From Art to Science

Computational Complexity 2018-03-12

Q: Why did the neural net cross the road? A: Who cares along as it got to the other side. Whit Diffie and Martin Hellman in their classic 1976 paper talk about the transition of cryptography:
Theoretical developments in information theory and computer science show promise of providing provably secure cryptosystems, changing this ancient art into a science.
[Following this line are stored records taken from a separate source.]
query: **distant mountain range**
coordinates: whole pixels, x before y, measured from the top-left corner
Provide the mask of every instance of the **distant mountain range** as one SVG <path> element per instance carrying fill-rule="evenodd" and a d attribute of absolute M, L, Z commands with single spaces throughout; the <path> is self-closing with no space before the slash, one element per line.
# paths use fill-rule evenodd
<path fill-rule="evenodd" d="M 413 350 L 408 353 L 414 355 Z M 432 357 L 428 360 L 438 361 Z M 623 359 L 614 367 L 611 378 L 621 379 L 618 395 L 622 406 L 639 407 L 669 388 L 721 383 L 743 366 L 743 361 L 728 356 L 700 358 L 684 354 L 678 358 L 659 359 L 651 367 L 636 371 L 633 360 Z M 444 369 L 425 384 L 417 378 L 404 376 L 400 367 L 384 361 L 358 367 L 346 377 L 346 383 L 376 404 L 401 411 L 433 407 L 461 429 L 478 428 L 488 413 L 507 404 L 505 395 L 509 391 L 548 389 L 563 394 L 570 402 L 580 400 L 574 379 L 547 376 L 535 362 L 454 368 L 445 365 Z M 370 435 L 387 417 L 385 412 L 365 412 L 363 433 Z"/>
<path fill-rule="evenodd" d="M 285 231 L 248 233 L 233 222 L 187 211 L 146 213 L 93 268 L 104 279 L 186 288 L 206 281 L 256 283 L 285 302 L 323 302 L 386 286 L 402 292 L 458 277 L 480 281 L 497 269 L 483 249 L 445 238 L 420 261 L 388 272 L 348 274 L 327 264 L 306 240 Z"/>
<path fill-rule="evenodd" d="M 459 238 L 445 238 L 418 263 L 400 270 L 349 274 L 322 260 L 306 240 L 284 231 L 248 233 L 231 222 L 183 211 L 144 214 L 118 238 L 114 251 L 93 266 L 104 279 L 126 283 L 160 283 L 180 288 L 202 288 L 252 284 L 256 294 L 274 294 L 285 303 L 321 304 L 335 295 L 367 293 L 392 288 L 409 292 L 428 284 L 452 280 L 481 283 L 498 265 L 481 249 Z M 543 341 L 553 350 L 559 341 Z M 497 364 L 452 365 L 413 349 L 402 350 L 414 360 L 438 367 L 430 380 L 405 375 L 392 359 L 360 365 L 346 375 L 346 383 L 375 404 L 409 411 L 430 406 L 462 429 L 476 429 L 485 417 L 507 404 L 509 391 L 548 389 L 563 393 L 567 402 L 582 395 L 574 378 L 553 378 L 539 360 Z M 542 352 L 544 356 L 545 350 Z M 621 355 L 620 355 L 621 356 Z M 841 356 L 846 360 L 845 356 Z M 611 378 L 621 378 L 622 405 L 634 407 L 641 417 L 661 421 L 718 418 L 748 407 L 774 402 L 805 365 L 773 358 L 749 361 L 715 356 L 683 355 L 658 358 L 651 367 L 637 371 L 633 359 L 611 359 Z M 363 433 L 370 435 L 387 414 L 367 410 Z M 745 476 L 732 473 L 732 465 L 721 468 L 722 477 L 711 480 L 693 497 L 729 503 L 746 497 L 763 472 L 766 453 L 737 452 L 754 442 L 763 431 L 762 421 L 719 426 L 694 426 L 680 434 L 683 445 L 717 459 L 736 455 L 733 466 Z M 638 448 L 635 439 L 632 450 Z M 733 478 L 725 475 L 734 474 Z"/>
Indeed we have some very strong theoretical foundations for cryptography, though they still need to rely on unproven hardness assumptions. Often we trade off formal proven techniques for efficiency, in for example AES and Bitcoin. Here we use "science" in another sense: extensive testing of the hardness of these protocols. Creating and breaking cryptographic protocols used to be an art, having the right intuitions to make things work (for now). Today, breaking security rarely involves breaking a cryptographic protocol but rather due to bad implementations and easy-to-guess or phished passwords. For neural networks we still live in an art regime. We have great methods to minimize the error for a given network (though no formal proofs as such), one still needs to design the right network with the appropriate topology and various tricks like regularization to prevent overfitting. Several members of the theoretical CS community have taken on the task to turn the art into a science but getting us to where we sit in cryptography will take some time. Crytography took thousands of years to get from an art to science, hopefully we can get there faster for machine learning. This debate came to a head at the recent NIPS conference. Ali Rahimi in his test-of-time talk described the current state of ML research as "alchemy". Yann LeCun gave a strong response
Sticking to a set of methods just because you can do theory about it, while ignoring a set of methods that empirically work better just because you don't (yet) understand them theoretically is akin to looking for your lost car keys under the street light knowing you lost them someplace else.
Imagine if we never did any cryptography until we had the science in place. Proving theorems in mathematics is an art more than a science. Because of incompleteness in some sense it has to be. If mathematics ever became automated it would be a whole lot less fun.